On Mon, 23 May 2016, Nick Dokos wrote:

"Charles C. Berry" <ccbe...@ucsd.edu> writes:

TL;DR: Org babel headers give excellent control over what gets run,
when it gets run, and how. Users should use them. Don't reset
`org-export-babel-evaluate'.

...

[snip]


Frankly, I do not see why users would want to mess with o-e-b-e except
in unusual cases - like debugging a complicated document, where having
Babel changing things around could just make things harder.


OK - but then users need guidance that says "don't do that!". Can we add a
big warning to the doc for o-e-b-e?


Seems like a good idea.


If there is a use case for a capability that is not well supported by
existing headers it would be good to have an example.


There's the use case that John describes: I've evaluated everything,
checked everything, I'm ready for export, I don't want babel to touch
the results - and I have a million blocks, so I'd rather have a global
setting than go in with individual headers.

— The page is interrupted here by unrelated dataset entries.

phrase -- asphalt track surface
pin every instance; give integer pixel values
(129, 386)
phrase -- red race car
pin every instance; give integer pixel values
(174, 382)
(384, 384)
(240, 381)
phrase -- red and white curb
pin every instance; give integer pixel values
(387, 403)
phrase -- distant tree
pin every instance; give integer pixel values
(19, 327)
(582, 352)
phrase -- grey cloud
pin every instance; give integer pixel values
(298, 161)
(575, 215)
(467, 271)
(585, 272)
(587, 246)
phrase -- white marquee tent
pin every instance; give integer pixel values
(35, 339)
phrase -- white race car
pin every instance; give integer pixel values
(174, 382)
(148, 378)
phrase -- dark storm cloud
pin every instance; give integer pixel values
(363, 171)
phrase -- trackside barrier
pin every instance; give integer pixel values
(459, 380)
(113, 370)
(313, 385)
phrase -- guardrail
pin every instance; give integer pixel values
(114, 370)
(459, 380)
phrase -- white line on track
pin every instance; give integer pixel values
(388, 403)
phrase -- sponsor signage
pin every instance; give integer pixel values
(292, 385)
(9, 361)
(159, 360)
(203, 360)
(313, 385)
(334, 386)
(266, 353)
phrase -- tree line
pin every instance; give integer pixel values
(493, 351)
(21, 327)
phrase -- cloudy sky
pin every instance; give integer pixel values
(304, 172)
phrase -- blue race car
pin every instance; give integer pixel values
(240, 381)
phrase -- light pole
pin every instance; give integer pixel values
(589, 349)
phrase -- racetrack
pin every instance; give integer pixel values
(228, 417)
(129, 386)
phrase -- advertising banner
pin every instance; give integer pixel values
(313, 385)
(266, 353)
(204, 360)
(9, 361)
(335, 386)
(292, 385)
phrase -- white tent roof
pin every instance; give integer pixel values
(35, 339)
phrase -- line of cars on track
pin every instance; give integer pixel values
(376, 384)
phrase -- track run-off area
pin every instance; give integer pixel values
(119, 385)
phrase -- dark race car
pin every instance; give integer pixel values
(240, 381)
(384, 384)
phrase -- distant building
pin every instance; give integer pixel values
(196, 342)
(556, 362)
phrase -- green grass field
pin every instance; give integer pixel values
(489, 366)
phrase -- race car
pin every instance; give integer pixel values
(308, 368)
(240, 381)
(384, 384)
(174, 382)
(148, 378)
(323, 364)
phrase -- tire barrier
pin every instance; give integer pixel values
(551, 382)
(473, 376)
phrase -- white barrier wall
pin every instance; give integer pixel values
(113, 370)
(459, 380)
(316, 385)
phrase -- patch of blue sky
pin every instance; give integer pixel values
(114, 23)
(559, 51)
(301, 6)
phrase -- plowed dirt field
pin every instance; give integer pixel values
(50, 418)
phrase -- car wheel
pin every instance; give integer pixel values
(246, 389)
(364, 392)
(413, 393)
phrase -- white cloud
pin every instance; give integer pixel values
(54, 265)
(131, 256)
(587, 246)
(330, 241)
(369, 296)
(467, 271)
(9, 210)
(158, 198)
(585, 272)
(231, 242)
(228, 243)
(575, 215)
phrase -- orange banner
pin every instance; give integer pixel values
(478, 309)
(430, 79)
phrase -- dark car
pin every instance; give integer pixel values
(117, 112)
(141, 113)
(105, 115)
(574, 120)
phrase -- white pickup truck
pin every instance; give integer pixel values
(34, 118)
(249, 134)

If you've covered this in a previous reply, please ignore me: I've only
paid intermittent attention to the thread, so apologies for missing a
big chunk of what has gone on before in the thread.


Kinda covered it before, but just to elaborate. This line

#+PROPERTY: header-args :eval never-export

will allow interactive execution via the `org-babel-execute-*' functions. So you can redo one src block, all src blocks in a subtree, or all src blocks in the buffer as you would with `:eval yes'. But on export, it acts like `:eval no'.

And of course, the global setting can be overridden by the headers on
individual src blocks, so finer control is possible.